Cocaine on Money

An article in the April 2008 issue of Trends in Analytical Chemistry discusses the "state-of-the-art in the analysis of cocaine on banknotes." Apparently scientific interest in this subject has grown enormously. Before 2003 there was only an average of 1.8 papers per year on the subject. Now there's an average of 4.5 papers per year about it.

The most interesting factoid from the article is the amount of cocaine found on money in different countries. Predictably, America leads the pack. (Yay! We're Number One!!!):
The country with the highest contamination of banknotes due to cocaine is the USA (with mean value levels in the range 2.86–28.75 μg cocaine/note, depending on the year and the city)... the highest cocaine levels in Europe can be found in Spanish Euros (€), where 889 μg of cocaine was found in a banknote and the mean concentration was 155 μg/note (n = 16), compared with the lower levels of cocaine found on German Euros (€) (5 times less cocaine per note) and Irish banknotes (€)... semi-quantitative data from 1995 and 1999 suggest that 51% and 40%, respectively, of UK banknotes (£) in general circulation were cocaine contaminated with levels of 0.0011 μg/note, the upper level found on confiscated money being 0.0029 μg/note. In the case of Swiss banknotes, it was found that 6% of the currency (356 samples) was contaminated with cocaine (with concentrations higher than 1 ng/note).

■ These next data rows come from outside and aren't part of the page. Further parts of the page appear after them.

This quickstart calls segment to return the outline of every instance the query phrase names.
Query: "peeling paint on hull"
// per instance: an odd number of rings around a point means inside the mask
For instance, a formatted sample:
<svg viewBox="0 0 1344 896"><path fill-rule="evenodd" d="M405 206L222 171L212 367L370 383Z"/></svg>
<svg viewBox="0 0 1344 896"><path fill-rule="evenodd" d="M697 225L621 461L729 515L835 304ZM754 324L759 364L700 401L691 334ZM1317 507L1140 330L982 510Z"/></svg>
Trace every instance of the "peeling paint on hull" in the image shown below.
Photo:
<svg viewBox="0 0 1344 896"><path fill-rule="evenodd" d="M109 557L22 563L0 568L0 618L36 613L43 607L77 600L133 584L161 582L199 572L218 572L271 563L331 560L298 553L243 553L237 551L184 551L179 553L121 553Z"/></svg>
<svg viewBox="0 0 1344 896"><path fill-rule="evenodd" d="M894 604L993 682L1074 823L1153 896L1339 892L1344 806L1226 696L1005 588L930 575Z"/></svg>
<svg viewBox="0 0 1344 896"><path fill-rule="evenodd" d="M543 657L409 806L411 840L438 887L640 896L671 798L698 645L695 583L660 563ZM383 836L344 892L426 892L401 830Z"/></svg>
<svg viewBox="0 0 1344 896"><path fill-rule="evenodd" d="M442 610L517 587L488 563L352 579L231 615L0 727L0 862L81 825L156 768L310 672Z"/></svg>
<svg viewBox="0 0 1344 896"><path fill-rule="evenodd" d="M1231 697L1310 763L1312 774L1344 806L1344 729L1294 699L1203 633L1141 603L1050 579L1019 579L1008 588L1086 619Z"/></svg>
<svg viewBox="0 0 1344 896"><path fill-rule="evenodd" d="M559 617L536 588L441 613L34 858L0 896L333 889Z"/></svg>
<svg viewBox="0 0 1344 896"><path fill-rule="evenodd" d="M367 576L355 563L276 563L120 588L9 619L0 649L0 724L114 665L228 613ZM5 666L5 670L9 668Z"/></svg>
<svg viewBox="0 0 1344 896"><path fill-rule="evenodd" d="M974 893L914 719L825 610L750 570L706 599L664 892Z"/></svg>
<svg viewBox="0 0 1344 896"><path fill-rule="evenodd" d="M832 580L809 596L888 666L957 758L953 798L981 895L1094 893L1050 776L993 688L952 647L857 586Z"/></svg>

The high cocaine levels on Spanish Euros (€) could be explained by Spain being the main entry point for cocaine coming into the European Union. This seems to be confirmed in the UNO report data regarding cocaine seizures in Europe in 2005, where Spain leads the list, followed by Portugal and The Netherlands, and in data about annual prevalence of abuse as a percentage of the population age, where Spain also leads the list of European countries, followed by England, Wales and Italy.